Elevated Patellofemoral and Tibiofemoral T1ρ Relaxation Times Following a First Time Patellar Dislocation

Abstract

Objective: The study was performed to evaluate cartilage within the knee following a first-time patellar dislocation, using elevated MRI-based T1ρ relaxation times as an indicator of low proteoglycan concentration. The hypothesis is that MRI-based T1ρ relaxation times for patellofemoral and tibiofemoral cartilage are significantly longer for knees being treated for patellar dislocation than for healthy control knees.

Design: Twenty-one subjects being treated for a first-time, unilateral dislocation of the patella and 16 healthy controls participated in MRI-based T1ρ relaxation time mapping. Mean relaxation times were quantified for patellofemoral and tibiofemoral regions for injured knees, the contralateral knees, and healthy controls. T1ρ values for each region were compared between the 3 groups with generalized estimating equations. Linear regressions were also performed to correlate T1ρ relaxation times with time from injury.

Results: The knees with a disloction had longer T1ρ relaxation times than the contralateral knees and control group at the medial patella and longer relaxation times than the control group at the lateral tibia (P < 0.05). T1ρ relaxation times at the medial patella also decreased with time from injury (r² = 0.21, P = 0.037).

Conclusions: Compositional changes to cartilage on the medial patella are related to traumatic impact during a dislocation. Potential exists for cartilage properties at the medial patella to improve with time. Cartilage degradation at the lateral tibia is not directly related to traumatic impact. The current baseline data are a starting point to characterize the pathway from a first-time dislocation to progressive cartilage degradation and osteoarthritis.

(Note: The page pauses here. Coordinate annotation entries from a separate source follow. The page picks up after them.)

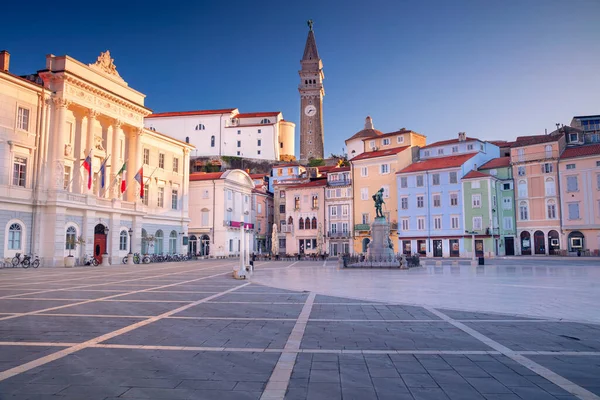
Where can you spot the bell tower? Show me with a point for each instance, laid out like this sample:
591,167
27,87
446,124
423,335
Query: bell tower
311,100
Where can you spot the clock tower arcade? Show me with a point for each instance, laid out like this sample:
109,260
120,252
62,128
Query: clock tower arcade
311,100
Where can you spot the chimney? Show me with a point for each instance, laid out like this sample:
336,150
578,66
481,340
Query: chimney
4,60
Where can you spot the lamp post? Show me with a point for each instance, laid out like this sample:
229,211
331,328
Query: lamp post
105,262
130,255
472,233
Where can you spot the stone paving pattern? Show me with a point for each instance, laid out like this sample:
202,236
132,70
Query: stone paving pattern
212,337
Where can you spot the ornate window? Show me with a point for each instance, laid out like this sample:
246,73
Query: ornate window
70,238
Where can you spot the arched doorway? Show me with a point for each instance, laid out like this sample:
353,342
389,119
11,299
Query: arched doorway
525,243
193,245
576,241
553,243
204,245
539,242
100,233
366,242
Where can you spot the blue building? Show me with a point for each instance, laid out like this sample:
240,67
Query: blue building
430,209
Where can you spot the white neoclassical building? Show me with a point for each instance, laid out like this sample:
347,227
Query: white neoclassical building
50,122
219,202
227,132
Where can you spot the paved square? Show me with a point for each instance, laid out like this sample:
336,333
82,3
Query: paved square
189,331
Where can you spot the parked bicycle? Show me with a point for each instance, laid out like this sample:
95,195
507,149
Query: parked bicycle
25,261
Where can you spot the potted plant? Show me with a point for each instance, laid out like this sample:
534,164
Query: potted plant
73,243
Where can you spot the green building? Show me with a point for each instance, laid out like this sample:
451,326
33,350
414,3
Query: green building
489,209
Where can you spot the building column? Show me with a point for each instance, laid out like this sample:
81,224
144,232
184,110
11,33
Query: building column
116,161
58,149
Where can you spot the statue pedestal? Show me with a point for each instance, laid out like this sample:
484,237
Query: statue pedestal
379,246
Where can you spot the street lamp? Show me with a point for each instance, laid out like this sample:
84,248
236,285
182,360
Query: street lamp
472,233
130,255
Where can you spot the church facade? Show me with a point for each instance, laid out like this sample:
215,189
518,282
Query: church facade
311,100
77,163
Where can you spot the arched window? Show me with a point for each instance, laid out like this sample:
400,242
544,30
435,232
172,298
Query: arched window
551,209
550,187
144,241
523,211
522,188
14,237
123,236
70,238
158,241
173,242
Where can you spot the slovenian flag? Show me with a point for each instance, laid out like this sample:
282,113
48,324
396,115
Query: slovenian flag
123,181
140,178
103,173
87,164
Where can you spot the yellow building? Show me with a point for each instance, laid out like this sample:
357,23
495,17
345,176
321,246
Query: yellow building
374,169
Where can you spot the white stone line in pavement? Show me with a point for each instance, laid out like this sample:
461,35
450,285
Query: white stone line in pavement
280,377
108,297
544,372
70,350
115,283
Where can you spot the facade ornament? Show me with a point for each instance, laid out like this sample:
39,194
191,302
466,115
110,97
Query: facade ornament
98,143
106,64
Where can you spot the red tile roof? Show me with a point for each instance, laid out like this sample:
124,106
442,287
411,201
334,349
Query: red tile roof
445,142
496,163
535,139
205,176
475,174
438,163
256,115
582,151
315,183
379,153
188,113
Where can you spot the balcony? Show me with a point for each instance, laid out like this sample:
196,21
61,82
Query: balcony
338,235
362,227
341,182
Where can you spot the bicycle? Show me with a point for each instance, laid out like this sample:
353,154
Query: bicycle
26,261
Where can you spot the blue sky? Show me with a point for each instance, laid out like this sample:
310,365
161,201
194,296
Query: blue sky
495,69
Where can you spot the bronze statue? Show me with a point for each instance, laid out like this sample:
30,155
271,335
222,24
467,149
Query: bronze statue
378,198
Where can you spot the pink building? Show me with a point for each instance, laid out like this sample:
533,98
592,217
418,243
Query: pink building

Keywords: T1ρ; cartilage; patellar dislocation.

Figure 1.

Measurements used to characterize knee anatomy. The lines drawn to calculate the Caton-Deschamps index (A) represent the distance from cartilage on the patella to the superior-anterior tibia and the superior-inferior length of the patellar cartilage. Lateral trochlear inclination (B) is the angle between a line along the lateral ridge of the trochlear groove and a line parallel to the posterior condylar axis of the femur. The posterior condylar axis is identified on a separate slice with the largest anterior-posterior distance of the femoral condyles. TT-TG distance (C) is the distance from the most prominent point on the tibial tuberosity to the deepest point of the trochlear groove along the posterior condylar axis. TT-TG = tibial tuberosity to trochlear groove.

Figure 2.

A sagittal view showing separation of cartilage on the femur into trochlear groove and femoral condyle regions based on a projection of Blumensaat’s line (A). Axial views show separation of cartilage on the patella into a central region centered on the patellar ridge, plus medial and lateral regions (B), and separation of cartilage in the trochlear groove into a central ridge centered on the deepest point of the trochlear groove, plus lateral and medial regions (C).

Figure 3.

T1ρ relaxation times mapped to patellofemoral and tibiofemoral cartilage from a Dual Echo Steady State scan for injured and uninjured knees. The images give examples of elevated relaxation times for cartilage at the medial patella and lateral tibia for an injured knee.

Figure 4.

T1ρ relaxation time at the medial patella versus the number of days since dislocation. The decrease in T1ρ relaxation time with days since injury was statistically significant (P = 0.037).